A significant addition to tidyAML in its new release is a new parameter, .drop_na. This logical value, which defaults to TRUE, is a salient feature in the functions fast_classification() and fast_regression(). Its role is to determine whether the function should drop rows with missing values from the output if a model cannot be built.

## What Will It Mean for Future Data Science?

With this update, handling missing values that might pose a problem for creating a regression or classification model becomes more straightforward. The .drop_na parameter is now an integral part of the functionality of tidyAML that makes the process of fast classification and regression even smoother.

The long-term implications are twofold:

- It boosts efficiency by simplifying the model-building process in significant ways.
- It improves model accuracy, since any rows with missing values that might affect the building of a model are neatly excluded from the output.

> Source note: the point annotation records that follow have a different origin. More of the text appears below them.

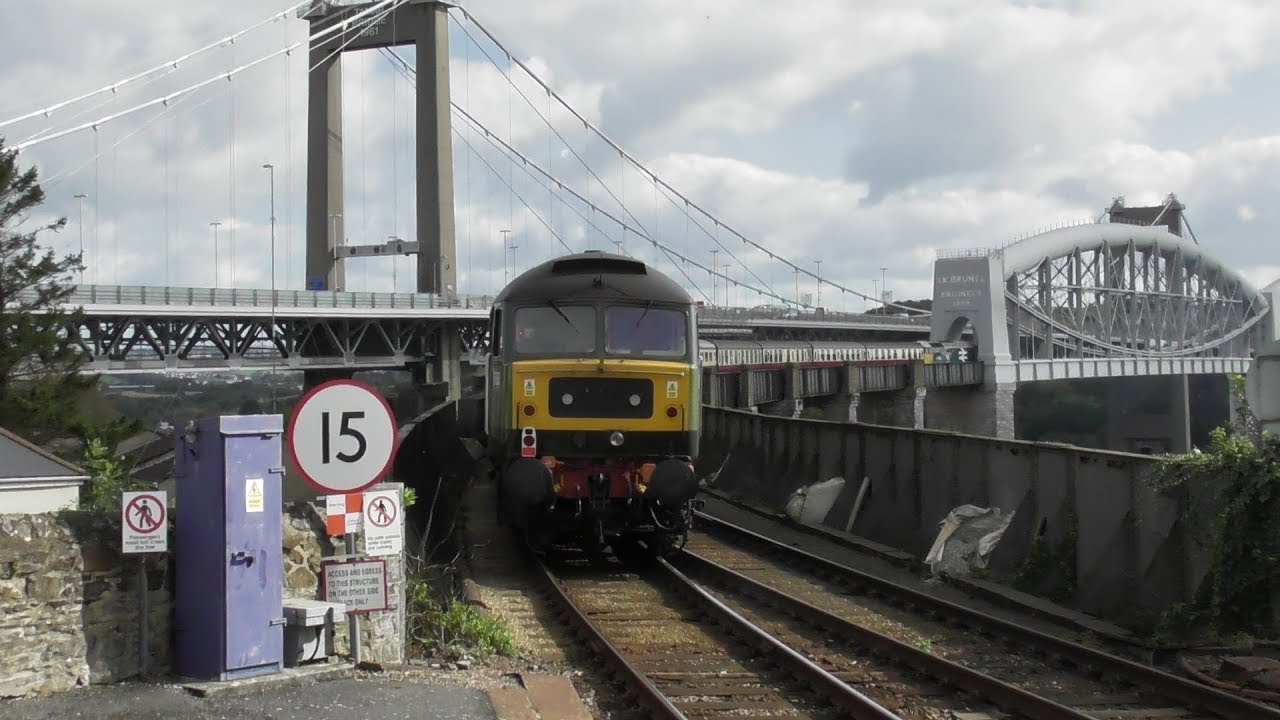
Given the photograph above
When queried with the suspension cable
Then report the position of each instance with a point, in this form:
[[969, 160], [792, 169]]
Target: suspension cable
[[407, 71], [656, 178], [229, 74], [172, 64]]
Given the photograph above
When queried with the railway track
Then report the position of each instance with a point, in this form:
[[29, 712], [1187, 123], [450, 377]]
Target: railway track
[[684, 654], [1016, 669]]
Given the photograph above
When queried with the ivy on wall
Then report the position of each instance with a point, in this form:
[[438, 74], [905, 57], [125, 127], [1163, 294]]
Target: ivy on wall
[[1242, 466]]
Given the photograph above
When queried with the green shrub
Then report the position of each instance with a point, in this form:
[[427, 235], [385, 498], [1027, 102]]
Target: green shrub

## New Horizons: Handling NULL Models

In terms of possible future developments, the .drop_na parameter has opened up new avenues for data handling in R. An exciting potential development could be a modification or an extension of this parameter, allowing it to handle not just rows with NA values, but more complex data discrepancies – such as NULL models.

## Actionable Advice: Leveraging This New Addition

Based on this insightful advancement, the following actions are recommended:

**Explore and understand**: The first step is to gain understanding of how the .drop_na parameter operates. This can be achieved by experimenting with different datasets and seeing its efficacy in action.**Identify cases where it can be used**: Once familiar with its functionalities, identify problematic datasets where this parameter can be applied to eliminate rows with NA values.**Explore potential for further development**: Building on the existing parameter, data scientists should explore other potential scenarios where similar functionality can be developed, such as handling NULL models.

Note: As with all new features, it is crucial to carefully test this function within your environment and data before implementing it in production.